Gosh this has been a big year for Daisy. The past week I’ve noticed just how much the year has caught up with her. She is exhausted. Plain and simple. I’m wondering how it seems like just yesterday that she was about to start School and now here we are limping towards the end of December.

There’s been School – reading, writing, singing, learning. And hockey. And swimming. And ballet. There’s been new friends. Old friends. And in between all the busy stuff we’ve been doing in the holidays and weekends.
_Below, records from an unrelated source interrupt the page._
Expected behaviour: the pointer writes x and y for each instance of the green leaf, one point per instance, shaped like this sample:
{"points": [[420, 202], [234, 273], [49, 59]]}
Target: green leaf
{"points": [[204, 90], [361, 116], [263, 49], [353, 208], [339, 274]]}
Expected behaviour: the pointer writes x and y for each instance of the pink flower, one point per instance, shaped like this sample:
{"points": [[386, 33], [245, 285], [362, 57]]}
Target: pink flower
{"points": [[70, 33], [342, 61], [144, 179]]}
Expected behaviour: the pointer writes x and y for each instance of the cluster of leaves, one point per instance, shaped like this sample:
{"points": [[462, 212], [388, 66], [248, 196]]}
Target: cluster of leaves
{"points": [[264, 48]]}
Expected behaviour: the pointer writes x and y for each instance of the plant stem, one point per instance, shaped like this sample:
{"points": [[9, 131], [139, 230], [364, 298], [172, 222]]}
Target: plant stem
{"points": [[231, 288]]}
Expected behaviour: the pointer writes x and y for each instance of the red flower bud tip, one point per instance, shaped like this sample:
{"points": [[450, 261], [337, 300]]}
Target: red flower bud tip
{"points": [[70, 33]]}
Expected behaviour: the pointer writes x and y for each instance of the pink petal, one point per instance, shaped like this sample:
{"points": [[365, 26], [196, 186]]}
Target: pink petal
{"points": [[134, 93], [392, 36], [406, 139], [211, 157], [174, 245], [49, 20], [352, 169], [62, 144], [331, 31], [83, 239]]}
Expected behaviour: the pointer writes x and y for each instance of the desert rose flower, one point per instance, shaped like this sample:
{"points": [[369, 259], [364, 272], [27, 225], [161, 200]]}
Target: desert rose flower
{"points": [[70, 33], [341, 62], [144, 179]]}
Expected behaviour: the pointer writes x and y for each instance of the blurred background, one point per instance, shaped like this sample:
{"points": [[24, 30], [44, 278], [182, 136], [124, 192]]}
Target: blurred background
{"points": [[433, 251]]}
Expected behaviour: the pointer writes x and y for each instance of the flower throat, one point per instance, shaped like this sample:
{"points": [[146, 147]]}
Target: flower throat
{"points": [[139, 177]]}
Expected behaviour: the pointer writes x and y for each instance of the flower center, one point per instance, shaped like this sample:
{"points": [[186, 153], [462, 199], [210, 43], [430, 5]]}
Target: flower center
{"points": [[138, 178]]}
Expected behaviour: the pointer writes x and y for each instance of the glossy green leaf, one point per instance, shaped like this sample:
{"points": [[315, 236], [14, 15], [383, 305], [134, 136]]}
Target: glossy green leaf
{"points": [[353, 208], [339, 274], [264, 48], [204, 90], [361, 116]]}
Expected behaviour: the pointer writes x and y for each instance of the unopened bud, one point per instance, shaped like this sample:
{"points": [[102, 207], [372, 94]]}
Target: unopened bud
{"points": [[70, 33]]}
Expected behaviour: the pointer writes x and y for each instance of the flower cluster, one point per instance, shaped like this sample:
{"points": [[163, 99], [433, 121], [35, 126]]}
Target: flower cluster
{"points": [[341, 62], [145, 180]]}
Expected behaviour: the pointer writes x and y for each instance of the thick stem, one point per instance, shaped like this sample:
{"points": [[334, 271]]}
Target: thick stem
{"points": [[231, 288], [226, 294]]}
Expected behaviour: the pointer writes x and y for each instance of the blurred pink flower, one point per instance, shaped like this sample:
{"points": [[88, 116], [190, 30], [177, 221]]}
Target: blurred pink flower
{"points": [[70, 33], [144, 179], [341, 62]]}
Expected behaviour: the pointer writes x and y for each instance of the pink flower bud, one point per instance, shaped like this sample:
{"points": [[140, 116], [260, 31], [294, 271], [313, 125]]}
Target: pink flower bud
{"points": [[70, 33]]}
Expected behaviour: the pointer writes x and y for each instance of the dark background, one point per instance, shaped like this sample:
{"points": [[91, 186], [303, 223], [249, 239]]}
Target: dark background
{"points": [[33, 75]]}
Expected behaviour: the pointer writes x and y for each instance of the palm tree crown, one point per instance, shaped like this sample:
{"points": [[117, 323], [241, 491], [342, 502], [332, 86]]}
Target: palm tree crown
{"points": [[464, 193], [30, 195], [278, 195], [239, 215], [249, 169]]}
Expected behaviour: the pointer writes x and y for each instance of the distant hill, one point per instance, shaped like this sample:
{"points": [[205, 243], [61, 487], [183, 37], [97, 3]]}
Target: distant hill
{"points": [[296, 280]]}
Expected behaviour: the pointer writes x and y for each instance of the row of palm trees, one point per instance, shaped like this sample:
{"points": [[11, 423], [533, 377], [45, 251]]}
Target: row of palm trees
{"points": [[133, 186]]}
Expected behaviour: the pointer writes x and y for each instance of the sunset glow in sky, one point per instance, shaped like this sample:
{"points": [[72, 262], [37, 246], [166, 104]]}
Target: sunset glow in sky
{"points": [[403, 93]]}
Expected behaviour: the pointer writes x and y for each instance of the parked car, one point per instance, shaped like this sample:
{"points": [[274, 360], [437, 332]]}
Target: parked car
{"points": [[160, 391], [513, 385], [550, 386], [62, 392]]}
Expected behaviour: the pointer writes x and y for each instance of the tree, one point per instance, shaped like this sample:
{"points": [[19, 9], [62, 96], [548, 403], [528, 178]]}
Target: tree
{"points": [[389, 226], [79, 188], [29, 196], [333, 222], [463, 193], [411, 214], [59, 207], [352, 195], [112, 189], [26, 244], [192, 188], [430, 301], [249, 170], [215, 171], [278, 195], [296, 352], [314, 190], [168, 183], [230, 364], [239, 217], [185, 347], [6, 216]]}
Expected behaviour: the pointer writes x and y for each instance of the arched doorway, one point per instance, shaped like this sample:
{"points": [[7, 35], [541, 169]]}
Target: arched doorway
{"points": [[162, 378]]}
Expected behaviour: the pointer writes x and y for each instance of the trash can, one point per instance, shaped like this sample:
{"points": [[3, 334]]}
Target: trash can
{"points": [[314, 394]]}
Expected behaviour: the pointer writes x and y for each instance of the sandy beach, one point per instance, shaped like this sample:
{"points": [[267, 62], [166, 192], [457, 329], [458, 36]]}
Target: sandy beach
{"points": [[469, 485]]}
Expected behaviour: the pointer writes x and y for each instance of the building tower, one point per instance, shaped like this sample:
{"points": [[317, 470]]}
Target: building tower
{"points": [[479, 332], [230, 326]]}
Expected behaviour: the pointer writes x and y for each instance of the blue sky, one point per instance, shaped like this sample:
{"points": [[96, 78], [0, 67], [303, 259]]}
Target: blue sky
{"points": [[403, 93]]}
Sometimes I forget that she’s just 5. She looks 8, she’s taller than most kids her age, and some even older. Her clothes tell me she is a size 9 and sometimes 10 and most of the time I just expect so much from her – to be kind, and patient and understanding of her little sister, and to do homework, never forget her manners and not have tantrums and not fight with friends and be happy – so much pressure I put on someone so small. What is it about your first born? I never really understood the phenomenon being child number 3 (that has a whole lot of other issues attached to it) but I can now look at my sister being the first kid and see the pressure, the responsibility they have because of that position. Same with my Brother in law, cousins, parents and friends who are the first kid. I guess with Daisy she is very much like me – we clash over all the things in myself I struggle with. She had all the angst of my first child weighed on her – my not knowing what the hell I was doing. My insecurities. My anxiety. My trying to do things “right” and not being all that relaxed.

All that pressure.

I’m being very mindful of my little girl at the moment and heading towards the end of the year. I’m going to consider what’s best for her, praise her more often, be relaxed and loving and be the kind of Mother I know comes so easily to me with Harper. She has achieved so much this year and right now I think I need to keep that in focus. I want her to know just how much she is loved. How proud I am, how very proud.
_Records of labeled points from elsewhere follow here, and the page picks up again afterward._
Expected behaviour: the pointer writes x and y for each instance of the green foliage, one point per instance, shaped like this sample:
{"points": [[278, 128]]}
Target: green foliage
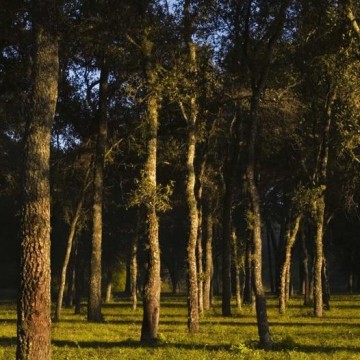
{"points": [[146, 195]]}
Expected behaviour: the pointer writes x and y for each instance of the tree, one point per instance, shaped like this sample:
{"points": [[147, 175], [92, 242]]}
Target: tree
{"points": [[33, 329]]}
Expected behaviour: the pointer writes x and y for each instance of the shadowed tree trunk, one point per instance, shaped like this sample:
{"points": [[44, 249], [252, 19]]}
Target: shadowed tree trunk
{"points": [[290, 236], [319, 205], [247, 292], [191, 118], [152, 286], [33, 319], [237, 268], [94, 302], [134, 265], [69, 246], [208, 217], [229, 177]]}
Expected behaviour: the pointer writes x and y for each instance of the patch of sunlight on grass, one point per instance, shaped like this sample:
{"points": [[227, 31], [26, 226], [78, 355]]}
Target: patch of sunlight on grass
{"points": [[296, 335]]}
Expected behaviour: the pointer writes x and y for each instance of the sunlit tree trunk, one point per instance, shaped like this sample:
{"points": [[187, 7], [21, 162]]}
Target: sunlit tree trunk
{"points": [[237, 268], [319, 205], [208, 217], [69, 247], [152, 287], [33, 318], [94, 301], [290, 236], [134, 266]]}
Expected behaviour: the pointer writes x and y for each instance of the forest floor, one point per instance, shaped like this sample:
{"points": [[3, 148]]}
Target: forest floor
{"points": [[296, 335]]}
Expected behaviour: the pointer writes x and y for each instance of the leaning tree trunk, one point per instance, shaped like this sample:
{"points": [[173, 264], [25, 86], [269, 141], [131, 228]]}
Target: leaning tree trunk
{"points": [[291, 234], [134, 265], [208, 217], [33, 319], [319, 205], [69, 247], [94, 302], [237, 268], [152, 286]]}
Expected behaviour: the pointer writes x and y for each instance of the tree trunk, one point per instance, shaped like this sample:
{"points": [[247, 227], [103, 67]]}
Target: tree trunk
{"points": [[319, 205], [33, 319], [134, 266], [305, 267], [69, 246], [237, 267], [208, 257], [200, 266], [326, 285], [248, 274], [152, 286], [318, 262], [79, 276], [291, 234], [261, 309]]}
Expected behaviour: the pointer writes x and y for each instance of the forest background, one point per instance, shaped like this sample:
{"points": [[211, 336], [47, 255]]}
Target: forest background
{"points": [[203, 147]]}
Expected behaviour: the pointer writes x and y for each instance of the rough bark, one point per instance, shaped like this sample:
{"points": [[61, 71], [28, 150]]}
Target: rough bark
{"points": [[237, 268], [94, 301], [305, 268], [319, 205], [33, 319], [69, 247], [151, 296], [290, 236], [134, 267], [152, 286], [193, 216], [208, 258], [260, 300], [247, 292]]}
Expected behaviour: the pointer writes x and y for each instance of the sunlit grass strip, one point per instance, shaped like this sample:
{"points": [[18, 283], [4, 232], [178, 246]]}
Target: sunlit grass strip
{"points": [[296, 335]]}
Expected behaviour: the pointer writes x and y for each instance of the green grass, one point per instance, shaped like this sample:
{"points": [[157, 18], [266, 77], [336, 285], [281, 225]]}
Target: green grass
{"points": [[296, 335]]}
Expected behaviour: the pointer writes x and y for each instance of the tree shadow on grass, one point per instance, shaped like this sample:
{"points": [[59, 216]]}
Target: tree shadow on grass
{"points": [[284, 345]]}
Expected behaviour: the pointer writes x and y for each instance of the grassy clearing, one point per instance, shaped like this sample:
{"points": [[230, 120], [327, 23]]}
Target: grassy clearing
{"points": [[296, 335]]}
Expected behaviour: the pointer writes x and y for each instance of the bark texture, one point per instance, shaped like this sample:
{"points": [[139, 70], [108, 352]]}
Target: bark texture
{"points": [[209, 267], [290, 236], [69, 247], [152, 288], [94, 302], [33, 321]]}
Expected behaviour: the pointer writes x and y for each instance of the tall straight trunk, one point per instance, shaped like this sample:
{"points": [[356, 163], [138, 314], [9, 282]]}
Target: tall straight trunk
{"points": [[237, 268], [200, 266], [319, 205], [33, 316], [326, 284], [69, 299], [290, 236], [305, 266], [152, 286], [193, 217], [134, 266], [208, 257], [226, 248], [271, 274], [94, 301], [79, 276], [229, 174], [69, 246], [318, 261], [193, 297], [260, 300], [247, 292]]}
Do you agree that the first kid has a tough time?
Do you have a child that’s just like you? Do you clash more often?

Motherhood never fails to kick my arse.

Comments

  1. I am an only child and I always felt (and still do) the pressure from my parents to excell in everything I do. They have been lovingly hard on me and I often struggled with this – but I think they have been like this because they wanted me to achieve what they never did (going to Uni, corporate job mostly).
    From what I see here on your blog, you do a great job as a Mum. Your girls are beautiful.

  2. I hear you Beth! My Miss 9 is leading the way for her younger sister. I forget sometimes that she’s only 9. Flying along. Learning new things. Tripping up sometimes. Being beautiful. We clash. I bite my tongue. Let there be more hugs. More snuggles. More chilling out. Before she flies away from me.

  3. I am the eldest of 6!!! As long as I can remember I was treated like an adult & to this day I still feel responsible for all my siblings.
    My eldest is almost 13. My expectations are HIGH! He continues to tell me ” I’m not you! I don’t think the same as you so just stop!”. It kills me that we clash so hard but I just wish he could see himself the way I do, see his potential, see what he is capable of achieving. The more I push the more he pulls away….I need to take a leaf from your book Beth & celebrate who he is & stop giving him such a hard time.

  4. Beth – I was looking at the picture of Daisy and Jack the other day on your FB page and said to myself “God she is so damn beautiful”. Not only is she beautiful but she has a big heart. Even through the hard times – you have taught her to be a fine human being. She understands love and most importantly understands life. She is passionate and understanding – and it made my heart sing to see her love and appreciate Jack for who he is.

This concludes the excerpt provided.